Marcus and Julia were waiting for me in the arrivals area. Marcus grinned his greeting, and Julia smiled, and suddenly I felt inexplicably better. They didn't seem at all worried about the outcome of the situation that was unfolding back in the UK. And their lack of concern was both reassuring and contagious. They knew Angus and Oliver, and they knew that the outcome would be in their favour, and for a while that was enough for me.

I told them as much of it all as I knew on the trip to the Byrne property, which turned out to be about a hundred miles north of the airport, and really close to the Finnish border.
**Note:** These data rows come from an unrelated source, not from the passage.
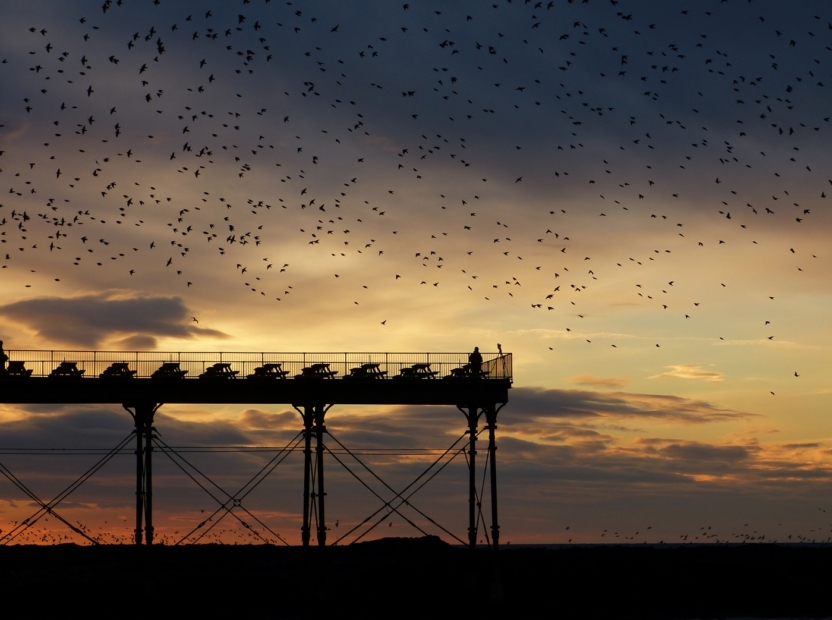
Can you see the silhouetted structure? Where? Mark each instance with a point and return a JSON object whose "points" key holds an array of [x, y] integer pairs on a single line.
{"points": [[311, 383]]}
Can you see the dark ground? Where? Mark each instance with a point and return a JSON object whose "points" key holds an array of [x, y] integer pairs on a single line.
{"points": [[417, 578]]}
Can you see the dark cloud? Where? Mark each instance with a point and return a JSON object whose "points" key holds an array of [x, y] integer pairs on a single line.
{"points": [[89, 320], [530, 404]]}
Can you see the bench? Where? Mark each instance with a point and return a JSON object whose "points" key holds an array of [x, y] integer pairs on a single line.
{"points": [[219, 371], [17, 369], [268, 372], [66, 370], [169, 370], [117, 371]]}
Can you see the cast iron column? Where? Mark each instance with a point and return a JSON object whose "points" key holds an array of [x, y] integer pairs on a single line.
{"points": [[320, 429], [491, 419], [307, 471], [143, 418], [139, 476], [473, 417], [148, 475]]}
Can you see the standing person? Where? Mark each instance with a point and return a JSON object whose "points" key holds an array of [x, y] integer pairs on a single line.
{"points": [[475, 362]]}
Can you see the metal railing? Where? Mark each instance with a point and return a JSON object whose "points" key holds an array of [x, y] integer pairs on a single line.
{"points": [[145, 363]]}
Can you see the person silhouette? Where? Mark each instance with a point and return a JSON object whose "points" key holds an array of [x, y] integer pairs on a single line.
{"points": [[475, 362]]}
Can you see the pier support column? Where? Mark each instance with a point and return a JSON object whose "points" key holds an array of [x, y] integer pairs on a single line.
{"points": [[473, 415], [491, 420], [143, 418], [313, 501], [496, 581], [308, 417], [320, 429]]}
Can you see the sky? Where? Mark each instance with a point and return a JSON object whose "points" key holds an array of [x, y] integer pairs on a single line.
{"points": [[630, 197]]}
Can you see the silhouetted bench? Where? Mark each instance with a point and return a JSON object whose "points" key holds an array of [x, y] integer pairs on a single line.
{"points": [[17, 369], [169, 370], [268, 372], [66, 370], [118, 371], [366, 371], [219, 371], [466, 372], [417, 371], [316, 371]]}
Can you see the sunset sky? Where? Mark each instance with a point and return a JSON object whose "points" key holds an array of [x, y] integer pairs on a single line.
{"points": [[629, 196]]}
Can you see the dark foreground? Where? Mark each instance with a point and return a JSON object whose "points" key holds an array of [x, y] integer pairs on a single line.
{"points": [[419, 578]]}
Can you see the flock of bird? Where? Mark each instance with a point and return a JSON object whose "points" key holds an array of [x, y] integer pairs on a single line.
{"points": [[167, 144], [527, 151]]}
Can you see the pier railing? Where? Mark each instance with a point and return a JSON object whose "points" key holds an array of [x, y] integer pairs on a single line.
{"points": [[145, 363]]}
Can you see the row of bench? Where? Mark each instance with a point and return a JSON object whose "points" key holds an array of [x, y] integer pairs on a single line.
{"points": [[121, 371]]}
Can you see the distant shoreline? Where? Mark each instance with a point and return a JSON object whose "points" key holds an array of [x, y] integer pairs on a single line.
{"points": [[428, 576]]}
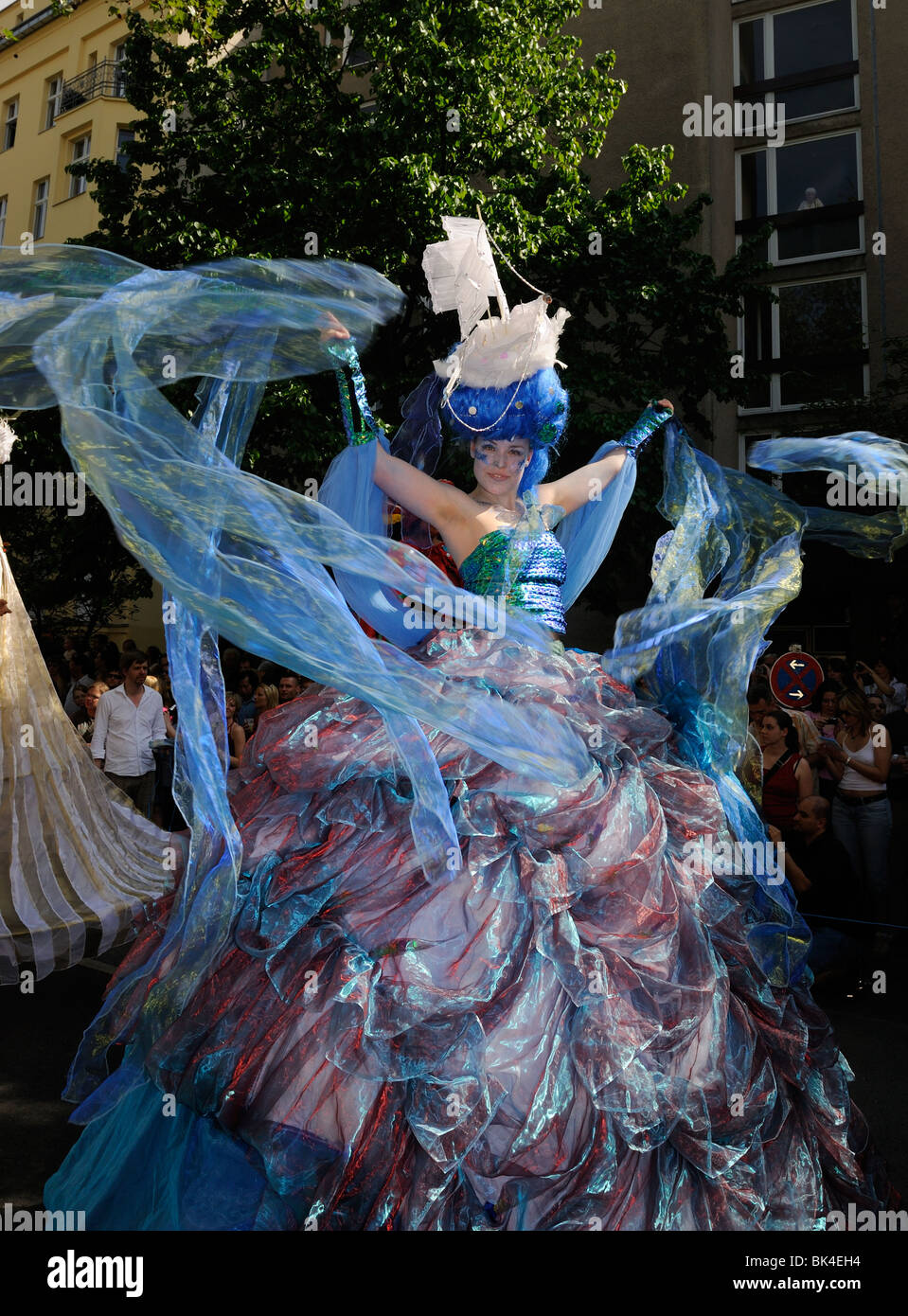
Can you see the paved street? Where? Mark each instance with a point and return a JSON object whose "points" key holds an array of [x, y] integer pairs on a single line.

Marcus asked loads of questions, and I answered them as best I could. Julia asked about the box in my hands, and I explained how we had obtained our ill-gotten gains, and what it contained. She seemed delighted, and immediately offered to help me categorise them.

"I love looking at old photos," she told me excitedly. "I lived through those times, and old photos are so evocative. They bring back so many memories."

"Absolutely," I told her once I'd got over the idea that she could count her age in centuries. "I could really use the help. I know nothing about the way people used to dress in those days, so I'm really struggling to figure out exactly how old some of those pictures are. Plus I've only got through about half of them."

She nodded, and seemed satisfied with my response. I was quite pleased that she had offered her help. It was a long shot, but she might recognise some of the faces in the photographs. And if they didn't ring any bells for her, then at least she'd be able to give me an idea of how old the photos were. It was something to do while we waited for Angus and Oliver and Fergus to save my brother.